Der Tag wird zur Nacht
Meine Uhr zeigt 12 Uhr mittags, im Berghain aber ist Zeit keine Dimension. Hier bleibt sie einfach stehen, hier ist immer Nacht, hier ist es immer laut und dunkel. Hier kann man tanzen bis zum umfallen, und selbst dann kann man immer wieder aufstehen und weitertanzen, denn die Musik hört nie auf, der Tag fängt nie an und alles andere ist nicht mehr relevant. Die Tanzfläche ist voll, sowohl unten als auch in der Panorama Bar. Ich beobachte Tanzende, die die Augen nicht mehr aufkriegen, aber den Beat noch zu spüren scheinen, sich immer weiterbewegen. Es ist die Dial Nacht, die mindestens 24 Stunden dauert.
Eine andere Welt
Ich sehe einen Arbeitskollegen, er erkennt mich nicht. Einer dieser potenziellen Airen-Männer, der tagsüber im Anzug wichtige Entscheidungen trifft, nur mit Business Class fliegt und ständig gegen die Zeit kämpft, immer in Eile ist, immer zu wenig schläft und die Welt immer mit müden Augen betrachtet. Es sei denn, er ist im Berghain. Hier ist er gelassen, energetisch, lebensfroh. Wie alle anderen.

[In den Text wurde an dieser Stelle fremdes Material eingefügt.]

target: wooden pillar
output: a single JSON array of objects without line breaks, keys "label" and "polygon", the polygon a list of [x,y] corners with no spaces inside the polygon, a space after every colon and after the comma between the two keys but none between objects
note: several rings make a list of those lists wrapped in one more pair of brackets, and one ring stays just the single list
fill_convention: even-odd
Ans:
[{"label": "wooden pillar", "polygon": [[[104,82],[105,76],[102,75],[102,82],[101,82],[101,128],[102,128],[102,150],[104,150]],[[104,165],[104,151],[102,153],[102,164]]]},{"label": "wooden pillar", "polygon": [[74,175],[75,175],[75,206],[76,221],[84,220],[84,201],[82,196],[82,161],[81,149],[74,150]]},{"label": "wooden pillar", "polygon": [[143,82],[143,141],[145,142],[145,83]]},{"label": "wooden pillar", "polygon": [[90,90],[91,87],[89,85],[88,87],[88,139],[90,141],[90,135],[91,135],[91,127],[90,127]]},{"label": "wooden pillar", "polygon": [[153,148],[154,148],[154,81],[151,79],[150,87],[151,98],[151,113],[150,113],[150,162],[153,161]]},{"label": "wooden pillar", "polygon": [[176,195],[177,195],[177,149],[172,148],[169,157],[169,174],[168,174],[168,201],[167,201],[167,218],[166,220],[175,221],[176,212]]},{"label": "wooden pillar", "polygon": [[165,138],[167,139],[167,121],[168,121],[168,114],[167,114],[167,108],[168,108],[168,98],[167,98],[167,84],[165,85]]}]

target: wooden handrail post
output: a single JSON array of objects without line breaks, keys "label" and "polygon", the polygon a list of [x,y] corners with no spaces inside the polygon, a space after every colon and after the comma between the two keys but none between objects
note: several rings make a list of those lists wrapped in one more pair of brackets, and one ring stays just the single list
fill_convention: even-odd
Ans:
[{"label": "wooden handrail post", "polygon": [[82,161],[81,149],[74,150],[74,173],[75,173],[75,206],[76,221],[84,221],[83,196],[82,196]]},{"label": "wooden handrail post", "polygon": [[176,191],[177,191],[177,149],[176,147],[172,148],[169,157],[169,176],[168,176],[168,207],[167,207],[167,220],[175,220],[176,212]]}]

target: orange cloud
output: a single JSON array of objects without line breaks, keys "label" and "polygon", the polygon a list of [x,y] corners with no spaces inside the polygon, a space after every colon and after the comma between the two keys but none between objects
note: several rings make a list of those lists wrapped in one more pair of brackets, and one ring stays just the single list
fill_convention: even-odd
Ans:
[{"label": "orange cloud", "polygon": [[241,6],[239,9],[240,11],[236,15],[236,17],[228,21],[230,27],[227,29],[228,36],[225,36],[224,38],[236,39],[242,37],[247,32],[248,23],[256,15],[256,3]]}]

Die Musik ist tief, melodisch, und es ist unmöglich, nicht zu tanzen. Ich trinke Afri Cola, genieße die Nacht am Tag und die sorglosen Leute. Jemand versucht, mich zu umarmen, viele lächeln mich an. Nach circa drei Stunden non-stop tanzen sind wir ziemlich müde und entscheiden uns, zu gehen. Am Ausgang lacht uns der Türsteher aus: “Das war ein kurzer Besuch, so richtig gelohnt hat sich das nicht”.
Zurück in die Realität
Der Tag geht weiter, draußen regnet es. Diese drei Stunden aber waren wie von einer anderen Welt, in der sich die wilde Nacht mit dem blassen Tag an der Bar trifft. Ich bleibe bis zum Ende des Tages leicht hypnotisiert. Oh doch, gelohnt hat es sich auf jeden Fall!
Gut, das du mich nicht entdeckt hast… dort :-) Aber treffend beschrieben, es ist wohl schon so im Berghain. Zumindest wenn man eine normale, angenehme Zeit verbringt und nicht, wie der von dir so schön angeführte Airen, das toxische Selbstzerstörungs- und Darkroomprogramm durchlebt!
3 Stunden reichen vollkommen aus!
aussteigen aus dem alltag, und das am sonntag, das klingt nach luxus : )
Hey, da war ich auch! Rodrigo war klasse!
Ich gehe nicht in Clubs, schon gar nicht am Sonntag – da sollte man lieber in die Kirche gehen! ;)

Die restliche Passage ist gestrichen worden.